First driverless bus hits the road in Manchester trial

The UK’s first full-sized autonomous bus has been trialled at a Manchester bus depot in another big step forward for the technology.

Using sensors, optical cameras and ultrasound, the driverless bus was able to manoeuvre itself around a planned path while detecting and avoiding objects.

The software used in the Manchester pilot scheme will form the basis of future autonomous trials when passengers will also be on board. Due to get underway in 2020, a fleet of five buses will use the technology for trials between Fife and Edinburgh, across the Forth Road Bridge Corridor.

It is hoped the trial could provide future benefits during passenger journeys, such as providing a warning when a cyclist or pedestrian may be in a blind spot.

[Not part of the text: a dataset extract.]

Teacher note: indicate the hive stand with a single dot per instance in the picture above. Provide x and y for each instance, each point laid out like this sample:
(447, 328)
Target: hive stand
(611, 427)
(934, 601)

The first public demonstration was part of a programme Stagecoach is developing in partnership with bus manufacturer Alexander Dennis Limited (ADL) and technology company Fusion Processing.

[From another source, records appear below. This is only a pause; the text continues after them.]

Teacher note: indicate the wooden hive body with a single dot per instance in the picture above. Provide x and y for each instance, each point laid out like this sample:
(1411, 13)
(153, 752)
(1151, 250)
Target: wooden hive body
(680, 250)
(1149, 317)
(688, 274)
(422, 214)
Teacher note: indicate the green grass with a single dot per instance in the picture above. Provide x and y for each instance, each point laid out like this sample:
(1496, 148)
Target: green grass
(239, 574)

Existing rules mean a driver must remain on board the bus at all times during the trial, although the UK is in the process of updating its regulations.

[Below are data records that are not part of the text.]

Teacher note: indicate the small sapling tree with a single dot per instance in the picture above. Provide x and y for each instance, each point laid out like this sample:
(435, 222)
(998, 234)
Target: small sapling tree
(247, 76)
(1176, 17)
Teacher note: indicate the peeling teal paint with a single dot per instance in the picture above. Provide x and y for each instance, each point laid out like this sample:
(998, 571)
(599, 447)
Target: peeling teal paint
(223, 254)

Stagecoach chief executive Martin Griffiths, who was on hand to see the technology working first hand, said it was up to the firm to embrace technology and always look at ways of progressing.

“Stagecoach was the original transport disruptor, trying new things and breaking new ground, and that has never changed,” he added. “Our employees are the beating heart of our business and I believe that will remain the case, but the world is changing fast, particularly where new technology is involved, and it’s our job to lead the way in looking at ways to continually progress and improve our operations for the good of the many people who use our bus services every day.”